Train on 68133 samples, validate on 17034 samples
Epoch 1/10
Epoch 2/10
Epoch 3/10
Epoch 4/10
Epoch 5/10
Epoch 6/10
Epoch 7/10
Epoch 9/10
Epoch 10/10


In [11]:
fig = draw_train_history(history, figsize=(9,4))

<IPython.core.display.Javascript object>

## Evaluate on the test set

In [18]:
import sklearn.metrics

In [15]:
test_pred = model.predict(test_hists, batch_size=batch_size)

In [26]:
fpr, tpr, _ = sklearn.metrics.roc_curve(test_labels, test_pred.squeeze())

In [35]:
plt.figure(figsize=(6,5))
plt.plot(fpr, tpr)
plt.plot([0, 1], [0, 1], '--')
plt.xlabel('False positive rate')
plt.ylabel('True positive rate')
plt.ylim(ymin=0)
plt.xlim(xmin=-0.01, xmax=1.01)
plt.title('ROC curve for CNN trigger classifier')
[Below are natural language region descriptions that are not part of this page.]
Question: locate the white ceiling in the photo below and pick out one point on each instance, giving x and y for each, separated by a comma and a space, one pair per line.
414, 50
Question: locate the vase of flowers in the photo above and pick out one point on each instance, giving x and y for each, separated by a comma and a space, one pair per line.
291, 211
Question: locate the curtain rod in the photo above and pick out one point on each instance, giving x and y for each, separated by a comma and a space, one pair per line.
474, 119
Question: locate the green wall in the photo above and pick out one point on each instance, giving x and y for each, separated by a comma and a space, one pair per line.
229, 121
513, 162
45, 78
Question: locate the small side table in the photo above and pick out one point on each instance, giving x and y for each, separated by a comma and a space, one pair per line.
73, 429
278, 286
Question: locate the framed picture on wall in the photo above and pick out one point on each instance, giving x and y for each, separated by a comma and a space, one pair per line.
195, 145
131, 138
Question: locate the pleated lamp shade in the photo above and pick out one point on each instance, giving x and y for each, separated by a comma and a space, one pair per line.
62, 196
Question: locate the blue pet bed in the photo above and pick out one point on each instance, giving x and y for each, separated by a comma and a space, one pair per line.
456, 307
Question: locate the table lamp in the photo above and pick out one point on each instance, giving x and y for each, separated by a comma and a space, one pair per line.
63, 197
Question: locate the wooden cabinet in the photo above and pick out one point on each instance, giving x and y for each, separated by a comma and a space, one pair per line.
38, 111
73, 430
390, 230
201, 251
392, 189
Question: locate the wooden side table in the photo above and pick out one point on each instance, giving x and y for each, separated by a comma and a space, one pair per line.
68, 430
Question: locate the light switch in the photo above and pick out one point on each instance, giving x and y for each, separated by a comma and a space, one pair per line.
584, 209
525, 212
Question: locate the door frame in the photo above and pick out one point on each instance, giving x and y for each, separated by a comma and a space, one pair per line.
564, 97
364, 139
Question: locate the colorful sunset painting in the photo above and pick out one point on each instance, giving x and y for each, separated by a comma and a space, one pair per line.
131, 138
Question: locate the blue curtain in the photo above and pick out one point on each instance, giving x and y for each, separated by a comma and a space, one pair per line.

<IPython.core.display.Javascript object>

<matplotlib.text.Text at 0x7f661c02aa90>

## Discussion

The model performance here is already semi-reasonable, but there are issues:
- it overfits somewhat. I should investigate regularization methods here.
- the samples are all from the same inherent distribution. My arbitrary choice of cut might not be sufficiently meaningful. E.g., it might just be selecting high-activity events because they are more likely to have more high-pt tracks from the distribution.
  - it would be better to have distinct samples: one with definitely high-pt tracks, and one with soft tracks only.
- the model has very few parameters which further suggests it might be learning something stupid and not my intended task.
- I need to look at sample images to see what 2GeV tracks look like.